Final decision puts 50,000 acres on track for increased forest health; watershed function in Methow

USFS Photo/Paul Nash A stand of Ponderosa pine above Winthrop, WA stands on a track toward health and reduced crown fire risk after commercial thinning operations in 2012. Similar work is planned in some of the Mission Project area.

USFS Photo/Paul Nash
A stand of Ponderosa pine above Winthrop, WA stands on a track toward health and reduced crown fire risk after commercial thinning operations in 2012. Similar work is planned in some of the Mission Project area.

TWISP – Beginning as soon as this fall, thousands of acres in the Methow Valley near the community of Twisp will be on track for much needed mechanical thinning, prescribed fire, and other restoration work- work that will benefit the area for decades to come.

“This decision is a win for wildlife, water quality, reducing fire risk, the local economy, and so much more,” said USFS Timber Management Assistant, Paul Nash. “In strong partnership with the local community and forest stakeholders, we are proactively restoring the Libby Creek and Buttermilk landscape.”

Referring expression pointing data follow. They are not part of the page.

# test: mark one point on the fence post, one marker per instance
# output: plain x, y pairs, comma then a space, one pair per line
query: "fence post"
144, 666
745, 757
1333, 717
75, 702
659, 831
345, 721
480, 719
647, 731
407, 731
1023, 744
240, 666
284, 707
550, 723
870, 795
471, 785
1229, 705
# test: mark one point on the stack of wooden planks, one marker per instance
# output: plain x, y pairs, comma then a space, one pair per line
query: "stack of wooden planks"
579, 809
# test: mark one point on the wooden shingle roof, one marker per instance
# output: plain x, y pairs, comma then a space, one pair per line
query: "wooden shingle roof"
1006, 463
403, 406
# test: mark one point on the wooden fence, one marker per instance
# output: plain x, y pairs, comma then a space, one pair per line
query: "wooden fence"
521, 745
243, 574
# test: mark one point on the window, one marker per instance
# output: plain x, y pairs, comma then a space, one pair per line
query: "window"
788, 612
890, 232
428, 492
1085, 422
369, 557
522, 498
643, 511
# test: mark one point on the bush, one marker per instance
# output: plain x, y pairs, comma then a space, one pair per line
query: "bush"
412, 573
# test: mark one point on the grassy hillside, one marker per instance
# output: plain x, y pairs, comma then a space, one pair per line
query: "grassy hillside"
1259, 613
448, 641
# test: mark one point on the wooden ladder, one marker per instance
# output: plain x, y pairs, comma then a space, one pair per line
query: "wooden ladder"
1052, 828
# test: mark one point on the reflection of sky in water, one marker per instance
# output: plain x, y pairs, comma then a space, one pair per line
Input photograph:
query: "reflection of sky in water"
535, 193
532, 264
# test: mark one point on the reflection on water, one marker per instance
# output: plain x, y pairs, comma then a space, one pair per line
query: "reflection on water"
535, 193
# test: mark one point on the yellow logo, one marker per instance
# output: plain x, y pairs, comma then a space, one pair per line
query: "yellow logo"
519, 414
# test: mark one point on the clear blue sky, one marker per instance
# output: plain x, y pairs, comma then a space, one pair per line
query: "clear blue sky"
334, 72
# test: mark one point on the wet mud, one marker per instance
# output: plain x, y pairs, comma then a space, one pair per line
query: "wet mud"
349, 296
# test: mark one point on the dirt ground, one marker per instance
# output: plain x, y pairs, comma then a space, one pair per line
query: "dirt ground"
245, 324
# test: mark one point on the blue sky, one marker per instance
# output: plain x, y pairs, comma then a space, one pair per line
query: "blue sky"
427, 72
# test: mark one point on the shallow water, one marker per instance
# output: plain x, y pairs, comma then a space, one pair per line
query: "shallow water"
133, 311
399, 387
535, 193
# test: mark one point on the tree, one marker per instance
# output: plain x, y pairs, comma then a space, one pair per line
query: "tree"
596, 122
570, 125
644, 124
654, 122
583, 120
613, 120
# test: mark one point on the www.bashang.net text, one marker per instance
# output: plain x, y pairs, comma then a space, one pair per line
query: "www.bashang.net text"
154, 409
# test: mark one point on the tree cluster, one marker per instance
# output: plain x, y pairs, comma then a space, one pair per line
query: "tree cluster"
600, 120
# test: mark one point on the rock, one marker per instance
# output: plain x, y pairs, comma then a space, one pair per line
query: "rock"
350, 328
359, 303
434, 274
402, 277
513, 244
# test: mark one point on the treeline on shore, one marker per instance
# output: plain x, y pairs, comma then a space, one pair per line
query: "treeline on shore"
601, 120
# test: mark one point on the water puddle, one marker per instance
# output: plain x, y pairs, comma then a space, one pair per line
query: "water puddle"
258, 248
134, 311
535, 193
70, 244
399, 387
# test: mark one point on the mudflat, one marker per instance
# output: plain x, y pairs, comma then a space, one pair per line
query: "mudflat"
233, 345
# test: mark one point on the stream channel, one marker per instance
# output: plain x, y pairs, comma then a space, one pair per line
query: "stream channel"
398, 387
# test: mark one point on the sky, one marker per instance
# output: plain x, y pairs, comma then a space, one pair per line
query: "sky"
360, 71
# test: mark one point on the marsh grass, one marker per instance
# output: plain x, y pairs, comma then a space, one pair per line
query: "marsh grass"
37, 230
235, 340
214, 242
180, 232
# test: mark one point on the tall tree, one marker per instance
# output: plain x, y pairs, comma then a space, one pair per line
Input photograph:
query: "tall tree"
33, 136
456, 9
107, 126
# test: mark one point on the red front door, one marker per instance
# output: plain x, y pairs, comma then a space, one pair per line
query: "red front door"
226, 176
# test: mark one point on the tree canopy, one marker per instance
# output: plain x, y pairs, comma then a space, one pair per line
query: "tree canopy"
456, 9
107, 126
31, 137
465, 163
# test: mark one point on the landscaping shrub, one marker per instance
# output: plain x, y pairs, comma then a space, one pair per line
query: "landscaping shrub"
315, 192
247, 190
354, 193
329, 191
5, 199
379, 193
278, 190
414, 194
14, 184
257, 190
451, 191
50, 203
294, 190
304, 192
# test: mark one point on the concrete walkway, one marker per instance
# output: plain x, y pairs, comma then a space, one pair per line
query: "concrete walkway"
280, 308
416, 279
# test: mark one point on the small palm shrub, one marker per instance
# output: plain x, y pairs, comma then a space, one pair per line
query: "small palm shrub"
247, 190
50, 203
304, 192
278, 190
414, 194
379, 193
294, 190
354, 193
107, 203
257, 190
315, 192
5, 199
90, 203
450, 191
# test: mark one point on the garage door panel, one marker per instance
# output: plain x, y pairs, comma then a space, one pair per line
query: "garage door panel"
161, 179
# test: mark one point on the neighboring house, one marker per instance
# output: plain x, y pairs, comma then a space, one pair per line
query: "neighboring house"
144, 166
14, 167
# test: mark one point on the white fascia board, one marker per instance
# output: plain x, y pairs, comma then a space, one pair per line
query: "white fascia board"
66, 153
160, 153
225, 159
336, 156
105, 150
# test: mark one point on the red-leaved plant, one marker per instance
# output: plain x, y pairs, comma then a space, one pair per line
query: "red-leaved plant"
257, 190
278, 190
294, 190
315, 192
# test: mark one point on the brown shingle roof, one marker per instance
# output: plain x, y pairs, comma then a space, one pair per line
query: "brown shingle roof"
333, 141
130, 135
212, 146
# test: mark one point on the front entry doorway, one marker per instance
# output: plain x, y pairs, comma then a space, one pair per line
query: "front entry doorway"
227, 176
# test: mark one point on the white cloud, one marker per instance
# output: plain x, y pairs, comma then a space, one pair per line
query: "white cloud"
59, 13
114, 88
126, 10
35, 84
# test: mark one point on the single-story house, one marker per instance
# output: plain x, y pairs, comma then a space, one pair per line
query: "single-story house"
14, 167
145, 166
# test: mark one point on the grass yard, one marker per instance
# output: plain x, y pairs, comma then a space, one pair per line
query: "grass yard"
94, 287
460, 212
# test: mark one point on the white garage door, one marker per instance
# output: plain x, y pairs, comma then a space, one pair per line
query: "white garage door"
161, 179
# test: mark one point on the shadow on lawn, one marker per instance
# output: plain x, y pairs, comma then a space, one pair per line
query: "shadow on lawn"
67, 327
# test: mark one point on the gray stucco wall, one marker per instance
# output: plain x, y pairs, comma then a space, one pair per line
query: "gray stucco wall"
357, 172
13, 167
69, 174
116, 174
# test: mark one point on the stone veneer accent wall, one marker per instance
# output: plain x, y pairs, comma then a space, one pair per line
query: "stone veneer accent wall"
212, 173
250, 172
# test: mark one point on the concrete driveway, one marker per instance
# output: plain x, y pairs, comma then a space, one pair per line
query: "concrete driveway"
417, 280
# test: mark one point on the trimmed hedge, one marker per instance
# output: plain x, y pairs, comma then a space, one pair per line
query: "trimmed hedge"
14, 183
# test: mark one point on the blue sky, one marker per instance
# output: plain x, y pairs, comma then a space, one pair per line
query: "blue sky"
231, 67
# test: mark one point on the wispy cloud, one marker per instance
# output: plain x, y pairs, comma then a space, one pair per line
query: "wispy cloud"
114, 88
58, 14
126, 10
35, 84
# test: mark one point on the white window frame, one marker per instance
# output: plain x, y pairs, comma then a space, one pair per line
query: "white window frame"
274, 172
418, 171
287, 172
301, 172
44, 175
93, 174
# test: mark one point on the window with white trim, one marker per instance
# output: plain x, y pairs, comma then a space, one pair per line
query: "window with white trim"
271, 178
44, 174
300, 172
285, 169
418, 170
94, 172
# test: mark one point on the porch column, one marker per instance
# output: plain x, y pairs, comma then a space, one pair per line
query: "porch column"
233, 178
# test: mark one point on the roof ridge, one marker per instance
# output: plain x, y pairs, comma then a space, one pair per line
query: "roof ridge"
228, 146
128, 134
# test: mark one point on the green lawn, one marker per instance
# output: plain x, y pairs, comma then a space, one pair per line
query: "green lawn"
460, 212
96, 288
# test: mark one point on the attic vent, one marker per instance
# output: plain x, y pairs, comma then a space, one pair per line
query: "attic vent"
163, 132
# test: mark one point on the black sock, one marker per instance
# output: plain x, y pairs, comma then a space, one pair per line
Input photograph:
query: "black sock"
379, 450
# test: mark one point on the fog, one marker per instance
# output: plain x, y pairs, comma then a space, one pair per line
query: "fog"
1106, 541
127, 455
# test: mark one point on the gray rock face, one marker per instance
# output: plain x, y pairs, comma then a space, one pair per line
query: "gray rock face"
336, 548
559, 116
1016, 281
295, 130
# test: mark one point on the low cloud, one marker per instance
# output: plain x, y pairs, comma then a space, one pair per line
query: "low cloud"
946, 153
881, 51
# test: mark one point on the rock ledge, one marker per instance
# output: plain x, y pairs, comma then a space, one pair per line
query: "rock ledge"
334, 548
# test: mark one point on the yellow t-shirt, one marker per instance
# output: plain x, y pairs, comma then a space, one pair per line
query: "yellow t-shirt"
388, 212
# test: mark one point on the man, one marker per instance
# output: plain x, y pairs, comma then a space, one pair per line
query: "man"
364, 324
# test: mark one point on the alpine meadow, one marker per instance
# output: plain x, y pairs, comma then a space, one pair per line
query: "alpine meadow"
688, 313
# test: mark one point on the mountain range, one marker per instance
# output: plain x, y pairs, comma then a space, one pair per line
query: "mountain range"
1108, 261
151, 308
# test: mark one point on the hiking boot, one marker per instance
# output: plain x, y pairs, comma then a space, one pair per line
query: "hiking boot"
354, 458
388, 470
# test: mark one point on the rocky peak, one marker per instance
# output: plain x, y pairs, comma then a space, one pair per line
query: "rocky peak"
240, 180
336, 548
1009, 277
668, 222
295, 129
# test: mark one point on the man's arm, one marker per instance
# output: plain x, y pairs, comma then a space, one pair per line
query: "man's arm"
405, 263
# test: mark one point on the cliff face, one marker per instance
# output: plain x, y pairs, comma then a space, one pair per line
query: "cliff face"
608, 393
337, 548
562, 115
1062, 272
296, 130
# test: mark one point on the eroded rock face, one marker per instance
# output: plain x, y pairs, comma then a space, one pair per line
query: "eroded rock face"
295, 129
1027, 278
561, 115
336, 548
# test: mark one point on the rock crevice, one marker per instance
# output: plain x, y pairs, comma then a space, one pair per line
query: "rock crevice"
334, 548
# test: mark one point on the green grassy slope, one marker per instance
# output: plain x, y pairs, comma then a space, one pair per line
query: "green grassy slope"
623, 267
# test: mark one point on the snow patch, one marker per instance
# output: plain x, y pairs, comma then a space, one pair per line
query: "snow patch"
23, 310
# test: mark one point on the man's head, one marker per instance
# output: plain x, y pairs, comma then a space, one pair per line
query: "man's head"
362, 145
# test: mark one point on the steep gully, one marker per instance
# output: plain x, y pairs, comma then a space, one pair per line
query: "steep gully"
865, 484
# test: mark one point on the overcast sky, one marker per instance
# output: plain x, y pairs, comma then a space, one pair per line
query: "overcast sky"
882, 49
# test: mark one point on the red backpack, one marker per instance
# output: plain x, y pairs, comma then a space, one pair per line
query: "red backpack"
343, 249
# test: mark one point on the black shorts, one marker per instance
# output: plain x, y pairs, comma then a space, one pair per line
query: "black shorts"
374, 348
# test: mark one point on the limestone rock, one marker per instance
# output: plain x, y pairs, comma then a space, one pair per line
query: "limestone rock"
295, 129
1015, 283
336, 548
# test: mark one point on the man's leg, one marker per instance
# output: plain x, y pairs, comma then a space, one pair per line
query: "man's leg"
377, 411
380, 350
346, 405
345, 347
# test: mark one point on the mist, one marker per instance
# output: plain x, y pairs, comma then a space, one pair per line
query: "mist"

Final decision highlights:

  • Over the next 15 years, good fire will be returned to the landscape, reducing hazardous fuels on approximately 10,200 acres with no more than 2,000 acres burned per year.
  • Long-term water quality and aquatic habitat would be improved throughout the watershed with the replacement of eight undersized culverts.
  • Commercial thinning would help restore dense, overcrowded forests on 1,853 acres while non-commercial thinning is planned on just over 8,300 acres.
  • Elevated risk of crown fire would be reduced across the project area, including areas where private or state lands meet federal lands.
  • The project is projected to generate more than $3.2 million dollars in timber value at the mill and support more than 172 jobs.
  • More than 66 miles of roads would remain open to provide for sustainable and safe forest recreation access.
  • Firewood cutting opportunities would exist wherever feasible, after commercial and non-commercial thinning operations have been completed.
  • More than 460 sites are planned for soil restoration to increase watershed function.

“We reviewed feedback and concerns from more than 900 comments over the past two and a half years to reach this decision,” added Nash, “Thank you to everyone who lent their voice to the important work of forest restoration.”

The project record and decision notice are available at go.usa.gov/xUVqq. The very first commercial thinning sale from the project will be a stewardship sale whereby proceeds from the sale will be utilized to fund additional restoration work including aspen regeneration and wetland habitat enhancement.